Intracoronary Imaging of Coronary Atherosclerotic Plaque: From Assessment of Pathophysiological Mechanisms to Therapeutic Implication

Abstract

Atherosclerotic cardiovascular disease is the leading cause of morbidity and mortality worldwide. Several cardiovascular risk factors are implicated in atherosclerotic plaque promotion and progression and are responsible for the clinical manifestations of coronary artery disease (CAD), ranging from chronic to acute coronary syndromes and sudden coronary death. The advent of intravascular imaging (IVI), including intravascular ultrasound, optical coherence tomography and near-infrared diffuse reflectance spectroscopy has significantly improved the comprehension of CAD pathophysiology and has strengthened the prognostic relevance of coronary plaque morphology assessment. Indeed, several atherosclerotic plaque phenotype and mechanisms of plaque destabilization have been recognized with different natural history and prognosis. Finally, IVI demonstrated benefits of secondary prevention therapies, such as lipid-lowering and anti-inflammatory agents. The purpose of this review is to shed light on the principles and properties of available IVI modalities along with their prognostic significance.

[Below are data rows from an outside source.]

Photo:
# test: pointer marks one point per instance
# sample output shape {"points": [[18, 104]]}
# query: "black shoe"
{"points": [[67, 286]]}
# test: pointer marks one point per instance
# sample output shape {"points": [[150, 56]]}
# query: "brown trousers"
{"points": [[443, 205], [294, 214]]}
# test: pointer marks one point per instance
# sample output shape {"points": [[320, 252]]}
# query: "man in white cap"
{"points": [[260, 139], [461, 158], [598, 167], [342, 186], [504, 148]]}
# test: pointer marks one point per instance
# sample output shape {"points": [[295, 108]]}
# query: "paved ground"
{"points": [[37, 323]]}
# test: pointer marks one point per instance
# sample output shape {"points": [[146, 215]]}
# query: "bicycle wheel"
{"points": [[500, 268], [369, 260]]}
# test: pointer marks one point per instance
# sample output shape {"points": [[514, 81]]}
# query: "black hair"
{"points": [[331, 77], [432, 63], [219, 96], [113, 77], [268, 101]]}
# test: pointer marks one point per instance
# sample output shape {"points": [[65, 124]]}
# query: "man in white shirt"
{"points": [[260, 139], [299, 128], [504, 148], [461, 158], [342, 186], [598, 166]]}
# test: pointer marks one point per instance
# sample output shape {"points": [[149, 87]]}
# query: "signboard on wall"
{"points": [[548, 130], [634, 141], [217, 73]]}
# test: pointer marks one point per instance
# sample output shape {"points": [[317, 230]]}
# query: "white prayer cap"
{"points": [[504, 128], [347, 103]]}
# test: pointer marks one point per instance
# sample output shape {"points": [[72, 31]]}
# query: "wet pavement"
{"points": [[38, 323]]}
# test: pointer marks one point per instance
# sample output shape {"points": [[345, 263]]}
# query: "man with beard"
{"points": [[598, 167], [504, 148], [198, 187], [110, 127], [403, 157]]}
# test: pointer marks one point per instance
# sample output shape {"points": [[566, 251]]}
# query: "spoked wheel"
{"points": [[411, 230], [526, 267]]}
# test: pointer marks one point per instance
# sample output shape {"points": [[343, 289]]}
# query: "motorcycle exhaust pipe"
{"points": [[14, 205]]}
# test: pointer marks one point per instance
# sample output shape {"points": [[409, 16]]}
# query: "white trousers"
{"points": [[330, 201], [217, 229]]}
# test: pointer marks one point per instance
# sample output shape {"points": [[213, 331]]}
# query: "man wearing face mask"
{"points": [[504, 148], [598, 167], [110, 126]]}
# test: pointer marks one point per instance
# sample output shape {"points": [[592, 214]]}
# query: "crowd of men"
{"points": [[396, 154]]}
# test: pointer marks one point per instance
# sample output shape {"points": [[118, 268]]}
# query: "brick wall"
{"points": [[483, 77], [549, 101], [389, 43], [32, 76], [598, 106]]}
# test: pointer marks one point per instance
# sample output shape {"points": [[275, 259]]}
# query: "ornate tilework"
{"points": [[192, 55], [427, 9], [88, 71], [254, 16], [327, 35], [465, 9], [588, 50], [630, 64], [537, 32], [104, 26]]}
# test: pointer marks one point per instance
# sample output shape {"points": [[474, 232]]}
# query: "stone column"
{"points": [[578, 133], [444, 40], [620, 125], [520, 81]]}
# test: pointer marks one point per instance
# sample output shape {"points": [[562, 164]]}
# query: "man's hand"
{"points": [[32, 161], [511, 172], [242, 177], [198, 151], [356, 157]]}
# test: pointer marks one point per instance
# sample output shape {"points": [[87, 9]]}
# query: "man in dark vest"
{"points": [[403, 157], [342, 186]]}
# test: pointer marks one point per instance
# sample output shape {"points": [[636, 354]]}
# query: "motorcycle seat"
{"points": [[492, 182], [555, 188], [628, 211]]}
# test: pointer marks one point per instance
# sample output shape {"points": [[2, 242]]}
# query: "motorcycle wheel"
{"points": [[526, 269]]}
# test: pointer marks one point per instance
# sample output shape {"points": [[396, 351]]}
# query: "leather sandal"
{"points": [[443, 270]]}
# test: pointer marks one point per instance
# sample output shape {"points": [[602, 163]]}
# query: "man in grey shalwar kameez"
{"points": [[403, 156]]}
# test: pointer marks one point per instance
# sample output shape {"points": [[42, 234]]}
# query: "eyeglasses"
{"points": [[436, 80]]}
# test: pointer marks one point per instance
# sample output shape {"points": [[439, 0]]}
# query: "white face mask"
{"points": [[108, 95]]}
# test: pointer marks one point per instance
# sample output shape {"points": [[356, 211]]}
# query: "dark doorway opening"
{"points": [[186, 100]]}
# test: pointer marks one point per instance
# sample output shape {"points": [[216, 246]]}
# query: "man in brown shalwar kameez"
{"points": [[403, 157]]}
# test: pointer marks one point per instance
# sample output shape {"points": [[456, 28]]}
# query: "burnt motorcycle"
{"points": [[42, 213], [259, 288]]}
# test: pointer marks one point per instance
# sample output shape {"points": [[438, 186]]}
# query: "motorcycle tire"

Keywords: biological mechanisms; coronary artery disease; intracoronary imaging; plaque healing; plaque vulnerability; secondary prevention therapies.

Figure 1

IVUS images of coronary plaque phenotype. (A) Example of a calcific plaque, depicted as a bright leading circumferential structure ((A), white arrow) with deeper shadowing ((A), white star). (B) Example of predominantly fibro-fatty plaque, depicted as a structure showing less echogenicity than the surrounding adventitia with a spotty calcification ((B), white arrow), characterized by a focal hyperechoic signal and deeper shadowing.

Figure 2

Examples of IVUS-based mechanisms of plaque destabilization. (A) Example of a calcific nodule, depicted as a convex-shape protrusion into the vessel lumen (5 to 7 o’clock positions) with hyperechoic appearance ((A), white arrow) with deeper shadowing ((A), white star). (B) Example of a suspected ruptured plaque in a patient with ACS, labelled as a cavity that communicates with the vessel lumen with a tear in the fibrous cap ((B), white star).

Figure 3

OCT images of coronary plaque phenotype. (A) Pathological intimal thickening, depicted as a homogeneous signal-rich thick intimal band composed of fibrous tissue. (B) Calcific plaque ((B), white arrow), depicted as a low-backscattering structure, as compared to surrounding adventitia, with sharply delineated borders. (C) TCFA, depicted as a low-density structure with diffuse borders covered by a thin fibrous cap. Macrophages ((C), white arrow), identified as signal-rich distinct or confluent punctate regions that exceed the intensity of background speckle noise, are often found in TCFAs.

Figure 4

Examples of OCT-derived mechanisms of plaque destabilization. (A) Example of a ruptured plaque, characterized by the evidence of a cavity with a clear discontinuity of the fibrous cap ((A), white arrow). (B) Example of a definite eroded plaque, characterized by a luminal thrombus ((B), white arrow) overlying a plaque without evidence of fibrous cap disruption. (C) Example of a calcific nodule ((C), white arrow), depicted as single of multiple regions of calcium that protrude into the lumen with fibrous cap disruption.

Figure 5

An example of OCT-derived healed plaque defined as a plaque presenting with one or more signal-rich layers (6 to 11 o’clock position, white arrow) of different optical density and a clear demarcation from underlying components in at least three consecutive frames along the entire plaque.

Figure 6

Illustration of the NIRS chemogram and block chemogram. The x-axis of the chemogram represents the spatial location along the long axis of the vessel. The y-axis of the chemogram represents circumferential position. Red and yellow regions correspond to coronary segments with, respectively, a low and high probability of LRP. Reused with permission from AME Publishing Company [80].

Figure 7

Selection of a region of interest (50 mm segment of the targeted artery, white lines) and the quantification of maxLCBI4mm (the 4 mm segment within the region of interest containing the greatest LCBI, blue lines) by the NIRS software. Reused with permission from AME Publishing Company [80].

Figure 8

OCT-NIRS images of cadaver coronary artery ex vivo. (A) A lesion with low lipid content, characterized by OCT-low backscattering and NIRS-low signal. (B) A lipid-rick lesion, characterized by OCT-low backscattering and NIRS-high signal. Reprinted with permission from ref. [97] © The Optical Society.

Figure 9

Graphical summary of clinical applications of intracoronary imaging.